Semistructured source data with automatic ETL schema generation at SQL destination
Problem:
A Software as a Service (SaaS) company stores OLTP data in a mixed format of relational and semi-structured data. This multi-tenant data consists of workflow, form data and documents. The company must export the data for their clients in a tabular form by pivoting the data. Business requirements change rapidly and data elements are created regularly triggering expensive code changes by the ETL development team. The business needed automatic ETL schema generation with metadata managed data transformation and data governance.
Solution:
Intelligent Integration eliminated 1000’s of manually-coded ETL packages, instead, new data elements are added automatically to the destination schema. Complete visibility of data mapping is now available without requiring code review or maintenance of separate documentation. In order to improve data quality, the company wants consistent business requirements applied to both the front end’s application form designer as well as the ETL export. This is being implemented as a data governance solution (a form of Master Data Management). Which is a term for a centralized repository of data requirements with source control. The application dev team’s form designer (in particular field validation) and the ETL team will now share data requirements.

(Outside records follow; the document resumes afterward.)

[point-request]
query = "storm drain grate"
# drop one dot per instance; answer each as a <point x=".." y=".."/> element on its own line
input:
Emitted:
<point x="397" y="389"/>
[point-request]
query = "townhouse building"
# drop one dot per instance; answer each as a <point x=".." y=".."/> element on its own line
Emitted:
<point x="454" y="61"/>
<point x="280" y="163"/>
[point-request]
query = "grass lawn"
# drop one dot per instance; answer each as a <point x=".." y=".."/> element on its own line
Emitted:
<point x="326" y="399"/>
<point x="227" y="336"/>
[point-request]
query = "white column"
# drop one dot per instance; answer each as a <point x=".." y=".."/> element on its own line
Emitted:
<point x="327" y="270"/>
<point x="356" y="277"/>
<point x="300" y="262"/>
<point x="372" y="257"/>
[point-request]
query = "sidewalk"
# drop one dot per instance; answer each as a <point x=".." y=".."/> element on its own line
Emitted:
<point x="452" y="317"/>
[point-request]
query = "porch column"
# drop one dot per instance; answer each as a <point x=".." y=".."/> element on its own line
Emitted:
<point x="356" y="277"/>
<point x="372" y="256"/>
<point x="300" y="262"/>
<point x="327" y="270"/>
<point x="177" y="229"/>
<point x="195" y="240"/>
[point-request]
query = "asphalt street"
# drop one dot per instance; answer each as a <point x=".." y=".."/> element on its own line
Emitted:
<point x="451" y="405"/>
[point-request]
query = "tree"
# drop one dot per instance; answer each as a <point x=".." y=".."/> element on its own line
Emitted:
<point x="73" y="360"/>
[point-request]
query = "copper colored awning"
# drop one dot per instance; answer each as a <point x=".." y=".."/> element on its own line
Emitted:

In the case of ETL, the schema changes are simply imported into Intelligent Integration’s metadata store without any coding required.
Automatic ETL schema generation has several other practical use cases. In development environments application developers make changes in OLTP database (either SQL or NoSQL) and data integration (i.e. reporting database etc) can be either automatically or semi-automatically updated. Intelligent Integration’s metadata can be deployed in the SDLC process. This reduces ETL LOE relatively to application development.